I won’t even take issue with what Livingstone said regarding Hitler supporting Zionism. To do so both obscures the truth of the matter, a big enough truth to fell an Israeli government in the 1950s, so poorly was it received. My bigger issue is that any condemnation plays into the hands of those seeking to obscure today.
The zionist project involved setting up a state for Jewish residents in Palestine. There was no Israel in Hitler’s time, so every Jew, by definition, was part of the diaspora, scattered across civilisations. Agree that “before he went mad” complete downplays the pre-1941 persecutions, but that year is when most historians generally concur is the time that mass extermination was proposed as the Final Solution, and most of those point to it not only being a crime against humanity, but also a crime of opportunity.
It could not have been done without the police state and crucially, the size of Nazi holdings at the time. Fatherland, the alternative history book in which the Germans win the war, is all about how that secret was kept and the effort to bring it to the world’s attention. The policy of mass extermination was also meted out to the Russians. Hitler wanted 30 million dead there for his lebensraum in victory. He achieved the former and fell way short of the latter.
It took the Nazis a few months to get all their sweeping legislation in gear. Moreover, many of the crimes that we like to think of as uniquely Nazi were practiced by other countries. Eugenics _still _exists today, with forced sterilisation in many countries, a concept Winston Churchill supported back in the day. We were putting homosexuals in asylums until the late 60s. When assessing the madness of the Nazis, I think we need to discount the stuff their contemporaries did, and not forget that we once did some of the same stuff too.

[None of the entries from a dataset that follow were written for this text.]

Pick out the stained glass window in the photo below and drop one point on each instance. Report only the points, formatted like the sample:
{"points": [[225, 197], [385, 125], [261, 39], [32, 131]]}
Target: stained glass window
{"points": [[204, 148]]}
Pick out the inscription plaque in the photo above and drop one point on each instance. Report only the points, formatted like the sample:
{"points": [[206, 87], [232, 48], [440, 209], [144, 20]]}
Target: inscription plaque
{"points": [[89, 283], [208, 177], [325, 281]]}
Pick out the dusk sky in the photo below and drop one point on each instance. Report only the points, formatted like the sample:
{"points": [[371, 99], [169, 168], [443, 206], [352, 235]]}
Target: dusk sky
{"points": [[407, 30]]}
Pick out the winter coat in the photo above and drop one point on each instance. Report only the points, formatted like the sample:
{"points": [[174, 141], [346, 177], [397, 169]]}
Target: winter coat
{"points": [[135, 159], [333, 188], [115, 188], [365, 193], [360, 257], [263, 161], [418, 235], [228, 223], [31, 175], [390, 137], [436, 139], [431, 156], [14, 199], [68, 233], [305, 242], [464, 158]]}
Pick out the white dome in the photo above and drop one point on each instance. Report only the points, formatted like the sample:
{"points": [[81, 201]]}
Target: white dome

Even today, I’d argue that we’ve watered down versions of the same legislation. It might not be forced sterilisation, but when poor people are terrified of a third child because their benefits won’t extend to them, I think you can reasonably term that a form of eugenics.
Back to “before he went mad”. I think Ken meant mass extermination, and I think that a fairly decent differentiator between the Nazis and their contemporaries. Every other thing you might want to pull them up for someone else had done recently, or was still doing it.